We are Driving up to the Lake District and then travelling up to Scotland from sussex in April. 
We actually have 2 whole weeks holiday! And can’t wait
Any suggestions for stopovers and interesting things to see and do around Cumbria and Scotland
Thank you
Bertie B


----------



## 2cv (Feb 3, 2018)

Loads of nice spots near the M6/M74 in the POIs, or the Green Frog at Moffat has a nice little cl and good cafe for less the a tenner a night. https://www.thegreenfrogmoffat.co.uk/
Nice pub at Beattock allows overnighting and the Metal Bridge Inn near Gretna even has an area set aside for vans.
Dumfries and Galloway is a nice area to explore.


----------



## The laird (Feb 3, 2018)

Hi hope you enjoy ,for info around the lakes obanboy goes that way a lot he may be along to give you a few tips,as bill said the frog is handy a mind tell kris you’re a W member 
All the best


----------



## Bertie burstner (Feb 3, 2018)

The laird said:


> Hi hope you enjoy ,for info around the lakes obanboy goes that way a lot he may be along to give you a few tips,as bill said the frog is handy a mind tell kris you’re a W member
> All the best



Thank you for your suggestions, we have written them down and will be planning out route


----------



## The laird (Feb 3, 2018)

Bertie burstner said:


> Thank you for your suggestions, we have written them down and will be planning out route



Meant to also say the kelpies at Falkirk if you go and park there overnight use the small car park on the left as you go in ,the security are there till 10#30 ish if you offer them a cuppa they might not accept but you will be well looked after as they can’t make one ,boy racers come to the big car park but they are not as prominent now adays ,also you can stop at limekilnes at rosyth overlooking the forth with views of the bridges and there’s a bistro there for a nice coffee ,,spots are in poi,s


----------



## Mul (Feb 3, 2018)

... J41, for Wigton then Silloth, old Victorian "seaside" resort... Blackpool of the North ... allegedly !!!  Good Chippies. Couple of spots to stop for free. Nice views ove Solway ? 

Chrz Mul


----------



## chrismilo (Feb 4, 2018)

Bertie burstner said:


> Thank you for your suggestions, we have written them down and will be planning out route



Planning a route.
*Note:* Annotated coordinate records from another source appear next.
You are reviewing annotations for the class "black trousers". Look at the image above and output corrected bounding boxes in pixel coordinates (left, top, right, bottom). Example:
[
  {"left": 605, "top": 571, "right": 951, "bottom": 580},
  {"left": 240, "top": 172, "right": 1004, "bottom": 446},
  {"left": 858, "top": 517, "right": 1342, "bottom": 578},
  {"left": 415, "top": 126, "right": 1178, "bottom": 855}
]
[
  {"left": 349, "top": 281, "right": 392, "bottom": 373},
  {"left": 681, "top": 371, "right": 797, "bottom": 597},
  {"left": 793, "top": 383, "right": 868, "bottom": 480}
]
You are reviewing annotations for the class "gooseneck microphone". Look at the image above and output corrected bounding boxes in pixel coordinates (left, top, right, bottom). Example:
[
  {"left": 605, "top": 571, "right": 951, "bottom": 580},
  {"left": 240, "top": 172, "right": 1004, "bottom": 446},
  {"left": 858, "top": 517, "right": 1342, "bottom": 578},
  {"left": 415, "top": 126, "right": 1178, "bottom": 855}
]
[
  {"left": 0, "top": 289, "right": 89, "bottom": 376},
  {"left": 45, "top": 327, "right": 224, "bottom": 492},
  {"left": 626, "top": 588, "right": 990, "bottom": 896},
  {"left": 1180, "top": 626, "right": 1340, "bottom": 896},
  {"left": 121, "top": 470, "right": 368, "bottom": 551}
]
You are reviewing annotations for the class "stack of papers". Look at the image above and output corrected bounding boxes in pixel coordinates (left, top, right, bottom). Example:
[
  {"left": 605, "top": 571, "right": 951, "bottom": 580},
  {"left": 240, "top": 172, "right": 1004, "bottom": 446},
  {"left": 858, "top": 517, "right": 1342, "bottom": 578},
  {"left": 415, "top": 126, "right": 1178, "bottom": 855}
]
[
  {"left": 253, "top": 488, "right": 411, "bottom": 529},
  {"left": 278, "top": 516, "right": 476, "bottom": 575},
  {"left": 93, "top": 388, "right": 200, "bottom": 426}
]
I find it works for the first night possibly then either I can’t find a poi I’ve chosen or end up taking a different route 
Think it’s more fun that way anyhow or just stop when I’m tired


----------



## jagmanx (Feb 4, 2018)

*A bit further North*

CR Mennock Pass (Dumfries & Galloway)

Latitude = 55.372795
Longitude = -3.812833

Others nearby


----------



## Debroos (Feb 4, 2018)

chrismilo said:


> Planning a route. I find it works for the first night possibly then either I can’t find a poi I’ve chosen or end up taking a different route
> Think it’s more fun that way anyhow or just stop when I’m tired



I have huge fun planning a route then after a day or so even more fun not sticking to it!


----------